I want a completely FOSS tool that is stable and includes functionality for auto-positioning models and has a full set of knobs and levers for support generation, support painting included.
So, I spent the morning getting a dev environment setup for PrusaSlicer to use as a base for resin-only tools. Over the next month or so, I’ll take some time to strip out all the FDM support and get the slicer into a bare-bones state with only the existing resin features. Of course, it’ll be on GitHub.
Back to the main subject. I was hoping that y’all had references in regards to anything resin printing: Support placement methods, model rotation optimization, resin strength data, FEP peel force data or anything that could be coded and implemented into a slicer. Hell, even discovering different methods for hollowing an STL would be nice.
Data and strategies for various tools would be nice to have at this point to at least start forming a roadmap for development. (One of the first goals is to integrate UVTools as a snap-in, somehow.)
FDM tools are plentiful because of wide spread adoption. Resin printers still seem niche so printer manufacturers naturally gravitate to writing their own tools for their own hardware in their race to the bottom.
With all of that said, I am actually curious if others would even want to see a project like this kicked off.
If you want a foss solution for something that doesn’t exist, build one.
You can’t really.

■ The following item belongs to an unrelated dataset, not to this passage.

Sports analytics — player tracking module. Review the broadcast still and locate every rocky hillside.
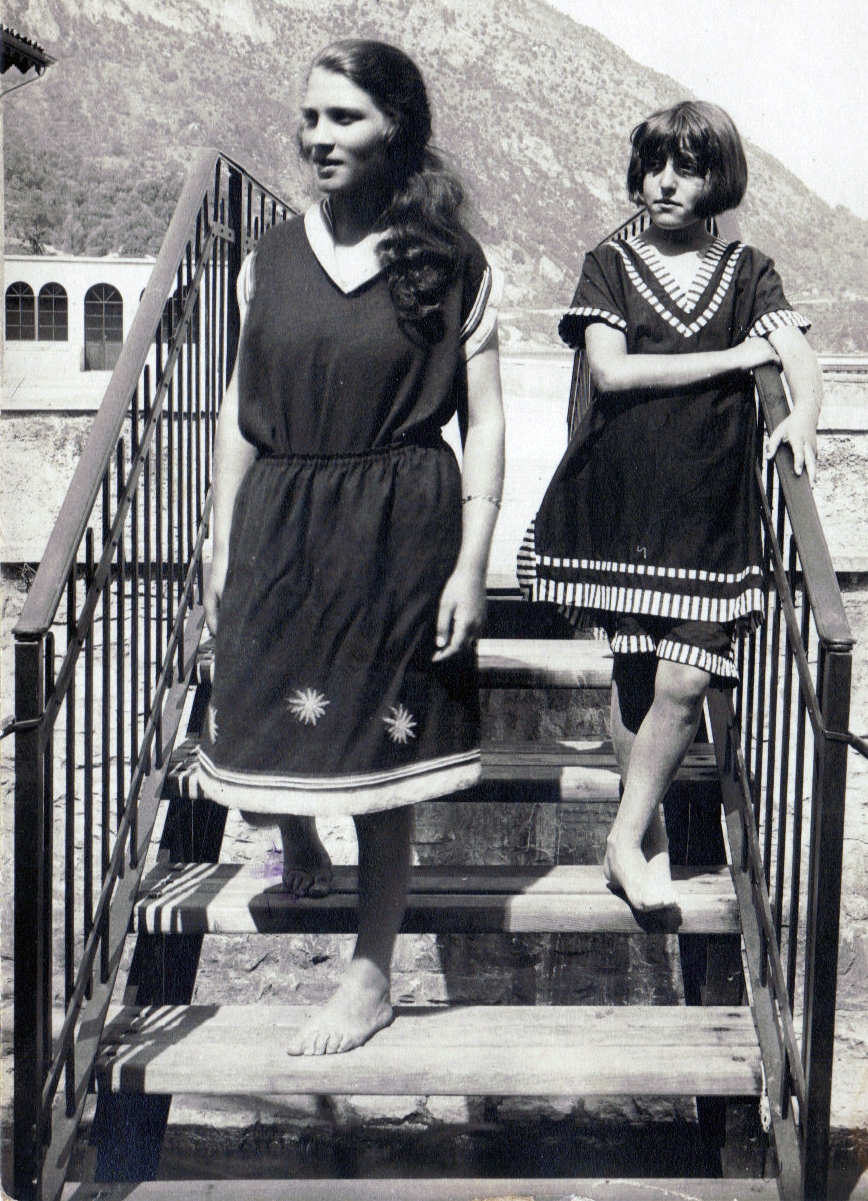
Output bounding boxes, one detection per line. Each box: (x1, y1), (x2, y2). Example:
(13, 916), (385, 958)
(4, 0), (868, 351)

Advanced display technology is proprietary and locked down by NDA. There is no documentation about how they work. The reason the Prusa SL1 is so expensive is because they had to pay an insane amount to get the display documentation open sourced against a market where digital theft and manipulation are standard practice.
As far as I’m concerned (personally/not speaking as a mod), the only resin printer that exists is the Prusa SL1 and it is simply too expensive for my use case. All the other printers look like a subscription software scam to me. I’m aware of the workarounds, but I see no value in these for my use cases.

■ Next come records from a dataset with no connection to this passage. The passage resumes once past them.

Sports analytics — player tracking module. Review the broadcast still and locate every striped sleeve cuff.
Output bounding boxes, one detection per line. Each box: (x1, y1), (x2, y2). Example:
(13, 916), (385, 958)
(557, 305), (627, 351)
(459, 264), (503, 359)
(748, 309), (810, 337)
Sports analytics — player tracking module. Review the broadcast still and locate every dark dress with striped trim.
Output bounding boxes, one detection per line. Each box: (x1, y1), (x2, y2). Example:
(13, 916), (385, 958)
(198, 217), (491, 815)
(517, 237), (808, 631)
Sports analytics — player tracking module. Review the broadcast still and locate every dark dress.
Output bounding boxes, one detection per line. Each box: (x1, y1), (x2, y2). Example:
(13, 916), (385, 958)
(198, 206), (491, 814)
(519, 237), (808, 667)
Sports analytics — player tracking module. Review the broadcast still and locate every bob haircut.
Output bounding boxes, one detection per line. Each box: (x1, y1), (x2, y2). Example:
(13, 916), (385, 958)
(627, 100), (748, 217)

I don’t care about each specific printer, TBH. Specifically, its about mesh positioning and support generation which is what Lychee and Chitubox have locked down at the moment.
An STL is just an STL. You can use whatever software you normally use to slice it.

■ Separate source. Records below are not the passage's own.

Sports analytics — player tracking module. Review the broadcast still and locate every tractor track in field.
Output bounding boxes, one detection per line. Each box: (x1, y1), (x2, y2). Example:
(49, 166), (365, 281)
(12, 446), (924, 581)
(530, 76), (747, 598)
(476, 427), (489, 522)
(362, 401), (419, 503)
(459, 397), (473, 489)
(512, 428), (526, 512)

While a valid point this doesn’t really help the OP.
So, I spent the morning getting a dev environment setup for PrusaSlicer to use as a base for resin-only tools. Over the next month or so, I’ll take some time to strip out all the FDM support and get the slicer into a bare-bones state with only the existing resin features. Of course, it’ll be on GitHub.
That is the point of this post: I am, and I am just asking for data.
Unfortunately I don’t have any resource for you, but I love the idea. Is there any way to follow your progress?
I’ll make a post here with a link to GitHub when I set everything up and PrusaSlicer is gutted. That should be the easy part as I have the Bambu Studio and OrcaSlicer projects to reference. Support placement and model orientation code is “good enough” in PrusaSlicer to give this thing a good start.
I’ll need to learn the codebase for UVTools as well since the utilities those folks have written is phenomenal. (UVTools works off of already sliced models, so that will take some thought about how to integrate things like island detection.)
(The plan is to make something useful enough that real developers who need the same things will get pissed off enough at the quality of my future code to write something respectable.)